Moab HPC Suite – Grid Option is designed with a patented intelligence engine architecture that enables it to integrate with and automate workload management across existing heterogeneous environments and complex multiple organizational priorities to improve the management and workload efficiency of the environment. This unique architecture includes:
-
Industry leading multi-dimensional policies that automate the complex real-time decisions and actions for scheduling workload and adapting resources. These multi-dimensional policies can model and consider the workload requirements, resource attributes and affinities, SLAs and priorities to enable more complex and efficient decisions to be automated.
-
Real-time and predictive future environment scheduling & analytics that drive more accurate and efficient decisions and service guarantees as it can proactively adjust scheduling and resource allocations as it projects the impact of workload and resource condition changes.
-
Open & flexible management abstraction layer lets you integrate the data and orchestrate workload actions across the chaos of complex heterogeneous IT environments and management middleware to maximize workload control, automation, and optimization. (Diverse hardware and resource types, management domains and silos, operating systems, management tools, etc.)
System Compatibility:
Moab works with a variety of platforms.

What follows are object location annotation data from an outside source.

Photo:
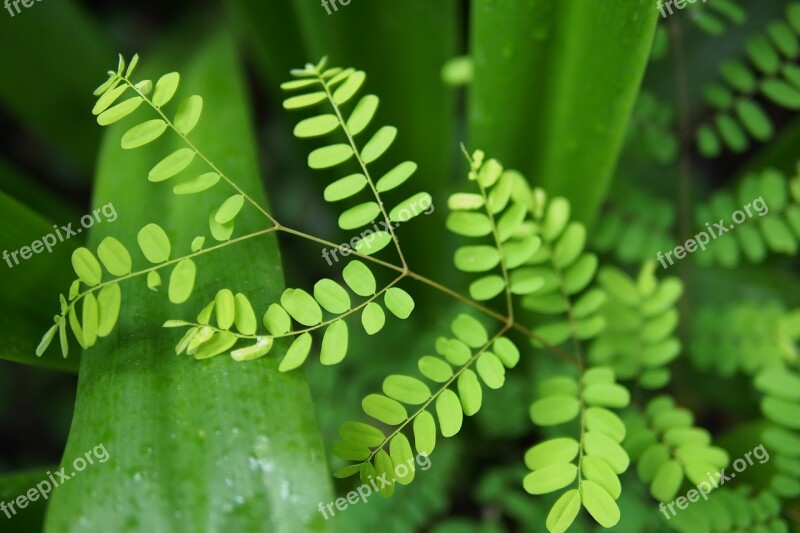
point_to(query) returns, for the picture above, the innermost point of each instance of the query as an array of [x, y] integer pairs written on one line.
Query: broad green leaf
[[119, 111], [469, 224], [277, 320], [197, 184], [469, 330], [46, 340], [171, 165], [108, 305], [384, 409], [491, 370], [435, 369], [225, 308], [297, 353], [154, 243], [550, 478], [476, 258], [165, 88], [334, 343], [487, 287], [359, 216], [564, 511], [552, 452], [302, 307], [244, 316], [373, 318], [90, 319], [345, 187], [554, 410], [470, 392], [449, 412], [399, 302], [349, 88], [396, 177], [362, 114], [329, 156], [424, 433], [229, 209], [181, 281], [144, 133], [188, 114], [331, 296], [86, 266], [304, 100], [599, 503], [401, 454], [316, 126], [378, 145], [406, 389], [115, 257], [411, 207], [255, 351], [359, 278]]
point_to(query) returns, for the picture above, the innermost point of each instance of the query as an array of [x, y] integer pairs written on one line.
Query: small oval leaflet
[[334, 343], [197, 184], [108, 302], [86, 266], [297, 353], [165, 88], [154, 243], [188, 114], [143, 133], [345, 187], [115, 256], [379, 143], [229, 209], [181, 281], [329, 156], [172, 165], [396, 177], [399, 302], [359, 278], [316, 126], [359, 216], [119, 111], [362, 114], [373, 318]]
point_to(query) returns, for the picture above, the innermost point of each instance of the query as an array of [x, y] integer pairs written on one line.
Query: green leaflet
[[188, 114], [114, 256], [86, 266], [166, 86], [334, 343], [331, 296], [144, 133], [197, 184], [172, 165], [373, 318], [301, 307], [181, 281], [154, 243], [359, 278]]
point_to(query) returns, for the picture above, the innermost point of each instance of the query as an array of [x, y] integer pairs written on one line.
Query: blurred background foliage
[[550, 87]]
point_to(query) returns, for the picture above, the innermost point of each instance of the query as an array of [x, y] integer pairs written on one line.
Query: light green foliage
[[771, 66], [593, 460], [642, 317], [668, 448]]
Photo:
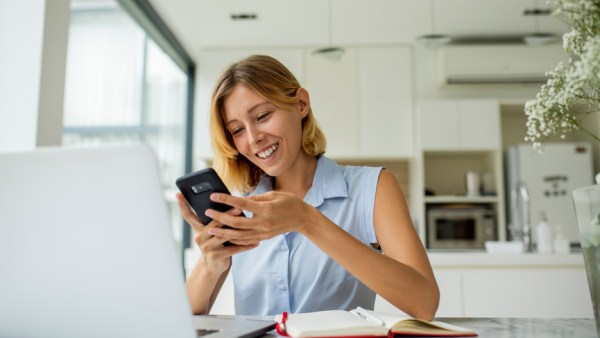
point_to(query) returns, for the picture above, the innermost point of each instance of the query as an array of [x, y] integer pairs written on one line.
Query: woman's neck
[[299, 177]]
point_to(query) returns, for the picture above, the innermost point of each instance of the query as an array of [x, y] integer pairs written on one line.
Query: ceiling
[[198, 23]]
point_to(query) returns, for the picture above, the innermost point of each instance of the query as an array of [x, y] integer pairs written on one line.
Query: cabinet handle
[[243, 16], [537, 12]]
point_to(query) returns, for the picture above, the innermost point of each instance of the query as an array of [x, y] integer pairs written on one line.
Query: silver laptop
[[86, 249]]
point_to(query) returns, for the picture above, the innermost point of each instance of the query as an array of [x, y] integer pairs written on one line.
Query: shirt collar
[[329, 182]]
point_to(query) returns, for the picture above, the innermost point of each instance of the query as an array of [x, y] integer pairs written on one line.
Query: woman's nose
[[255, 135]]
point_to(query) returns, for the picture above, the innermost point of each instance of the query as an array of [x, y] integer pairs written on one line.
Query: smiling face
[[267, 135]]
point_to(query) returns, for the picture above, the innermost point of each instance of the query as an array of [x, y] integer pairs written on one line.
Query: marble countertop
[[481, 258], [522, 327], [527, 327]]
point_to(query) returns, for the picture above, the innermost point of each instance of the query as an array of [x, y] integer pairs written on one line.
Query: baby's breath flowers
[[573, 88]]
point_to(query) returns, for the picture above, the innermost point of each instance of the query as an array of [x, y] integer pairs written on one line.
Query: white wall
[[33, 39]]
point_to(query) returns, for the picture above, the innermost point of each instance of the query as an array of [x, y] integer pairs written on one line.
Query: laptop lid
[[86, 248], [233, 326]]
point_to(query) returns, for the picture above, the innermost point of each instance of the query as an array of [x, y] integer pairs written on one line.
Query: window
[[122, 88]]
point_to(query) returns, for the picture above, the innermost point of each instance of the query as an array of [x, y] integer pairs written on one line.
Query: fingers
[[187, 213], [243, 203]]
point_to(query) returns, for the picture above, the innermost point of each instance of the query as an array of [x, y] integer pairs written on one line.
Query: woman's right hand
[[216, 256]]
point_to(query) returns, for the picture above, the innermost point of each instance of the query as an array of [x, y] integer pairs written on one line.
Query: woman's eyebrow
[[253, 108], [258, 105]]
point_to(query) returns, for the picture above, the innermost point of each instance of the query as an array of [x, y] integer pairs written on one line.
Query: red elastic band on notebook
[[280, 327]]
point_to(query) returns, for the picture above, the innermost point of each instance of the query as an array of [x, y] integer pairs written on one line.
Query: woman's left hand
[[273, 213]]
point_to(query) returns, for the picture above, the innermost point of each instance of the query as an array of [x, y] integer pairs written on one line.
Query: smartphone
[[196, 187]]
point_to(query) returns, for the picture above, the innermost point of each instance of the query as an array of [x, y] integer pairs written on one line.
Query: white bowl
[[498, 247]]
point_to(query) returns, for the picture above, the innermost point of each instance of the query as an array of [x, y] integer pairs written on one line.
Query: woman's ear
[[303, 101]]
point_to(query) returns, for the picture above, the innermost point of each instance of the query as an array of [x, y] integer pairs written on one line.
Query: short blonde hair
[[276, 84]]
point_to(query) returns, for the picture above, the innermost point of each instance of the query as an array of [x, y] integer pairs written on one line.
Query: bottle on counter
[[545, 240], [561, 243]]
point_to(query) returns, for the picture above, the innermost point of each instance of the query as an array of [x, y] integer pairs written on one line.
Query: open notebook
[[86, 249], [363, 323]]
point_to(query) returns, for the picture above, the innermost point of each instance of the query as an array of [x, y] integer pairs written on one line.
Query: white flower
[[573, 89]]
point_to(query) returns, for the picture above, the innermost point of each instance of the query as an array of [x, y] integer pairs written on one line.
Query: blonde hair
[[276, 84]]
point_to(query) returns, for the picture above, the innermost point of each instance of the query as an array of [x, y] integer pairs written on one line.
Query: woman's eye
[[263, 116], [236, 131]]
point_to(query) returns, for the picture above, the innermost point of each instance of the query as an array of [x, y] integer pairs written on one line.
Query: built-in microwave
[[460, 227]]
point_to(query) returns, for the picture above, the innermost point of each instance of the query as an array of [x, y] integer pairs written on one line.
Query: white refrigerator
[[549, 179]]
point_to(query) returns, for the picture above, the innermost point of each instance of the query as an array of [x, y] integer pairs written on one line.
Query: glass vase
[[587, 209]]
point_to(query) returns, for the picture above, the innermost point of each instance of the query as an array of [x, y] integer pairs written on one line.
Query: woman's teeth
[[268, 152]]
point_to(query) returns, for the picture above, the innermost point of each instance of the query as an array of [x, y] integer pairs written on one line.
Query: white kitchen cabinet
[[364, 101], [493, 18], [542, 293], [210, 66], [333, 90], [459, 125], [385, 102], [369, 22], [275, 23]]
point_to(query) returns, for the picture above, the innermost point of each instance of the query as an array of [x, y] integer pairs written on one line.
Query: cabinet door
[[539, 293], [438, 125], [459, 125], [369, 22], [333, 90], [451, 294], [482, 17], [479, 124], [550, 23], [385, 113], [276, 23]]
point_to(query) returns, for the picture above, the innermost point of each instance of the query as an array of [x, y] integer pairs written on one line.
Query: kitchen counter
[[528, 327], [483, 259], [522, 327]]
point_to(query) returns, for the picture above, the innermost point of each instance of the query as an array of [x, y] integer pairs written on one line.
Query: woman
[[314, 230]]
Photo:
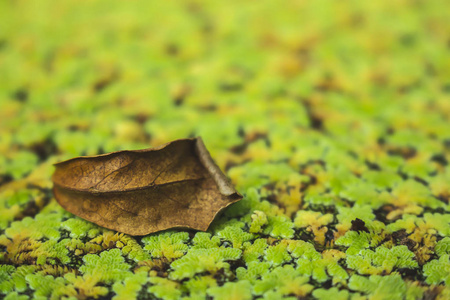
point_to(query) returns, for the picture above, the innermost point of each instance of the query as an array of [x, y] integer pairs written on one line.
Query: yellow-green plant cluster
[[330, 117]]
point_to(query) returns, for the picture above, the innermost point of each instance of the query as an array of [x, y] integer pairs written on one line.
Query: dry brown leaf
[[144, 191]]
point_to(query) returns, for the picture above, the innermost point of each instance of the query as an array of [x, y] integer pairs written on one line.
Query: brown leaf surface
[[144, 191]]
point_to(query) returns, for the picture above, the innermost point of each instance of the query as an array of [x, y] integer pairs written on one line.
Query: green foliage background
[[320, 112]]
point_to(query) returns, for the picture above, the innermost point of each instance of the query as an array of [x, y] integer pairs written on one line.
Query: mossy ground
[[331, 118]]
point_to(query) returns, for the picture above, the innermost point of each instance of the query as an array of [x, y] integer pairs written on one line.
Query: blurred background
[[82, 78], [330, 117]]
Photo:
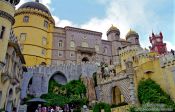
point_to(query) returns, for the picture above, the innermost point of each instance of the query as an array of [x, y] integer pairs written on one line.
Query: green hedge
[[149, 94], [99, 106], [73, 92]]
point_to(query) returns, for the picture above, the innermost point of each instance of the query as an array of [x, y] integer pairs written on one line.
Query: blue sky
[[143, 16]]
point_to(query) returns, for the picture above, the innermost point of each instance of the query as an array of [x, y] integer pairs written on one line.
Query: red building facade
[[157, 43]]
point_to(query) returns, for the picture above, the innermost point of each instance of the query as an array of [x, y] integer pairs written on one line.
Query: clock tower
[[157, 43]]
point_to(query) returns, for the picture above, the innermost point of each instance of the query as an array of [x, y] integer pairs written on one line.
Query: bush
[[149, 92], [99, 106]]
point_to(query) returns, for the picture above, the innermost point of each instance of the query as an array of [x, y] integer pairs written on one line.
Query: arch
[[117, 96], [59, 77], [85, 59]]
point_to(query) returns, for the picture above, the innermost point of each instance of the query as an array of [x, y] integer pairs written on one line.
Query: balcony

Many commonly used resource managers, operating systems, and architectures are supported.
-
Operating system support: for Linux (Debian, Fedora, FreeBSD, RedHat, SUSE), Unix (AIX, Solaris)
-
Resource Manager support: job resource managers such as TORQUE and SLURM as well as integrating with many other types of resource managers such as HP Cluster Management Utility, Nagios, Ganglia, FlexLM, and others
-
Hardware support: AMD x86, AMD Opteron, HP, Intel x86, Intel IA-32, Intel IA-64, IBM i-Series, IBM p-Series, IBM x-Series
Reporting Grid
Managers want to have global reporting across all HPC resources so they can see how users and projects are really utilizing hardware and so they can effectively plan capacity. Unfortunately, manually consolidating all of this information in an intelligible manner for more than just a couple clusters is a management nightmare. Moab® HPC Suite – Grid Option enables you to create a reporting grid, or share information across their clusters for reporting, diagnosis, and capacity-planning purposes.
Management Grids
Managing multiple clusters independently can be especially difficult when processes change, because policies must be manually reconfigured across all clusters. To ease that difficulty, Moab HPC Suite – Grid Option can create a management grid that imposes a synchronized management layer across all clusters, and their multiple resource managers, while still allowing each cluster some level of autonomy. Moab HPC Suite – Grid Option can be flexibly configured for centralized, centralized and local, or peer-to-peer grid policies, decisions and rules.
Workload-Sharing Grids
Sites with multiple clusters often have the problem of some clusters sitting idle while other clusters have large backlogs. Such inequality in cluster utilization wastes expensive resources, and training users to perform different workload-submission routines across various clusters can be difficult and expensive as well. To avoid these problems, Moab HPC Suite – Grid Option enables you to set up a workload-sharing grid that can be as simple as centralizing user submission or as complex as having each cluster maintain its own user submission routine while it migrates jobs based on policy.